È probabile che i tagli al bilancio saranno accompagnati da un allentamento dei vincoli relativi agli obiettivi di deficit nel bilancio dei singoli stati come misura di compensazione, ma ciò genererà maggior deficit, con una Banca centrale europea ossessionata nell’evitare una inflazione più immaginata che reale e senza sovranità monetaria, cosa che fa trasparire future tensioni. La parola d’ordine con la quale ha vinto la Brexit in Gran Bretagna è stata Let’s take back control [recuperiamo il controllo] ed era una buona parola d’ordine. Denigrata posteriormente e qualificata come reazionaria e come un tentativo di rinchiudersi nella sovranità nazionale in un mondo globalizzato, in realtà questo è proprio ciò che aveva promesso il progetto dell’Unione europea: un maggiore controllo sui nostri modelli economici e sociali in un mondo globalizzato. È dal fallimento di questa premessa che in realtà sorge la Brexit, o come minimo ciò è stato percepito da una parte degli elettori britannici.

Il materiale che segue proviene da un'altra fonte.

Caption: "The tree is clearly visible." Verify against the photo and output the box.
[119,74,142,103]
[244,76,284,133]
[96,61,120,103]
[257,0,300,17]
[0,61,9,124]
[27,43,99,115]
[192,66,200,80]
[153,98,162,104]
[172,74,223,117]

Sono in arrivo anni critici per il progetto europeo e l’europeismo, chi si nega a iniziare questi dibattiti – nei fatti, condannandoli – può servire per legittimare misure politiche, ma per poco tempo ancora. I dibattiti e le domande che non si vogliono far propri troveranno delle risposte in altri indirizzi e latitudini. E al momento ciò ha un nome: Vox [il partito della destra radicale spagnola n.d.r.]

Xavier Domènech insegna storia contemporanea all’Universitat Autònoma de Barcelona. È stato fondatore dei Comuns e segretario di Podemos in Catalogna.